ISLAMABAD - An international rights defender has accused Pakistan and the United Nations refugee agency of complicity in promoting “unlawful and coerced” repatriation of tens of thousands of Afghan refugees.
In a report released Monday, Human Rights Watch alleges that in response to deadly security incidents and deteriorating political relations with Afghanistan over the past two years, Pakistani authorities have mounted a concerted campaign to drive Afghans out of Pakistan.
“In the second half of 2016, a toxic combination of deportation threats and police abuses pushed out nearly 365,000 of the country’s 1.5 million registered Afghan refugees, as well as just over 200,000 of the country’s estimated one million undocumented Afghans,” the report noted.
HRW senior researcher Patricia Gossman, while sharing details of the report at a news conference in Kabul, said the exodus amounts to the world’s largest unlawful mass forced return of refugees in recent times.
“The way Pakistan carried that out was through a range [of] abuses toward the refugee[s] and the undocumented Afghans in Pakistan. And this included, detentions, extortion, extracting bribes, the closure of Afghan schools, raids on people's homes and other threats, including from the local population that Afghans we[re] no longer welcome.”
Pakistan denies coercion
Pakistani authorities maintain that areas where Afghan refugees reside have lately become security challenges and safe havens for anti-state militants, and after hosting them for four decades, host communities also want the refugees to be relocated. But Islamabad denies allegations of any concerted campaign of abuse and coercion.
Gossman warned that the refugee families pushed out of Pakistan are returning to expanding armed conflict in Afghanistan where they also face widespread destitution and a near-total absence of social services.
The report harshly criticized the U.N. Refugee Agency, or UNHCR, for allegedly facilitating repatriation of refugees from Pakistan, saying the agency was actually complicit in this forced return of displaced families.
“Rather than saying something, speak out publicly when this concerted campaign by Pakistan began, UNHCR in Pakistan remained silent and in fact increased its cash grant to the refugees all of which facilitated the return of hundreds of thousands of people in conditions that cannot be called voluntary."
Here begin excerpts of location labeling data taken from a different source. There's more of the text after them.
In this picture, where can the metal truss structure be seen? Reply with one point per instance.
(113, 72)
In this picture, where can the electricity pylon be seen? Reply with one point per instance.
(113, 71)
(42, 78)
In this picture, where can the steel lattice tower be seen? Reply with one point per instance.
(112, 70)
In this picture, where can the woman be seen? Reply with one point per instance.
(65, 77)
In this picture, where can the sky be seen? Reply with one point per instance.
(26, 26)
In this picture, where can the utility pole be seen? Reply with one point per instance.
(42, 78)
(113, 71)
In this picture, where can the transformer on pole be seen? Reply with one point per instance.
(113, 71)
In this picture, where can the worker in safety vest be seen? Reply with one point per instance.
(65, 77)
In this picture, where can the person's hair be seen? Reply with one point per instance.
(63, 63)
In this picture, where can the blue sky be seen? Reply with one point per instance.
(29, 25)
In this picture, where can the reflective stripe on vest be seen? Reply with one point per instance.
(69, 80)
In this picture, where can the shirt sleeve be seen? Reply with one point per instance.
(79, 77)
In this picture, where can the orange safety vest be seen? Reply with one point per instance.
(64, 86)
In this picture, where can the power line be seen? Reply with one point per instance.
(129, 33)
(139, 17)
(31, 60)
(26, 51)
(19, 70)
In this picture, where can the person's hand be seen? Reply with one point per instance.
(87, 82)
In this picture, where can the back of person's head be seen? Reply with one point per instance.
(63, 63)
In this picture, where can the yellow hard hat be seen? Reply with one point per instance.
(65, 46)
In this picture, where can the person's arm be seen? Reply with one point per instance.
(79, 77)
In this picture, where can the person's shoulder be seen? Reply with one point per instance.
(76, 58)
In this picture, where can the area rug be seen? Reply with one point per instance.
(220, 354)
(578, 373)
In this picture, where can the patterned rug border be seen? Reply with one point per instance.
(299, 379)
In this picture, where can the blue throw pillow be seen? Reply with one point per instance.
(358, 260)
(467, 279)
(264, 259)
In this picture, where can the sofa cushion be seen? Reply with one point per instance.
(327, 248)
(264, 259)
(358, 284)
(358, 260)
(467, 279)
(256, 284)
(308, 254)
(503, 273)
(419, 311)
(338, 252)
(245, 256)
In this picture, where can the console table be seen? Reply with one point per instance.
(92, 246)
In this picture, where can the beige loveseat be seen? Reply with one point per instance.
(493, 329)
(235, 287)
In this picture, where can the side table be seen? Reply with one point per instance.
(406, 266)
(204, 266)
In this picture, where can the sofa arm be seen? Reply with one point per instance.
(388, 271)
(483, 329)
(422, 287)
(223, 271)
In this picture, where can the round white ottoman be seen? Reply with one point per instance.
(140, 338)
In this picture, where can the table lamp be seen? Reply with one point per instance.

UNHCR promptly responded to the allegations, saying it disagrees with the conclusions of the HRW report. In a statement sent to VOA, the agency said that throughout 2016, it has informed Afghans of their rights, intervened in cases of unlawful arrest and detention, and intervened in nearly 6,000 cases of arrest, securing the release of almost all.
“UNHCR does not promote returns to Afghanistan given the enduring conflict in different parts of the country and its limited absorption capacity. At the same time, the agency does help those who decide to return based on the options available to them,” the agency said in the statement.
It maintained that the multiple drivers behind the surge in the returnees are complex and influenced by shifting regional dynamics and relations between Pakistan and Afghanistan.
“They include pressures by authorities amidst broader security operations, changing attitudes among host communities, uncertainty about the renewal of refugee ID cards, economic hardship, stricter border controls disrupting trade and family ties. There was also a campaign by the Afghan government in Pakistan to encourage Afghans to return home.”
Speaking in Kabul, Gossman also slammed Afghan authorities for encouraging the refugees to return when the conflict has worsened and the government is unable to deliver on its resettlement incentives.
“It is very reckless and irresponsible at the very least to promise land or other advantages to people who return when that is actually not forthcoming.”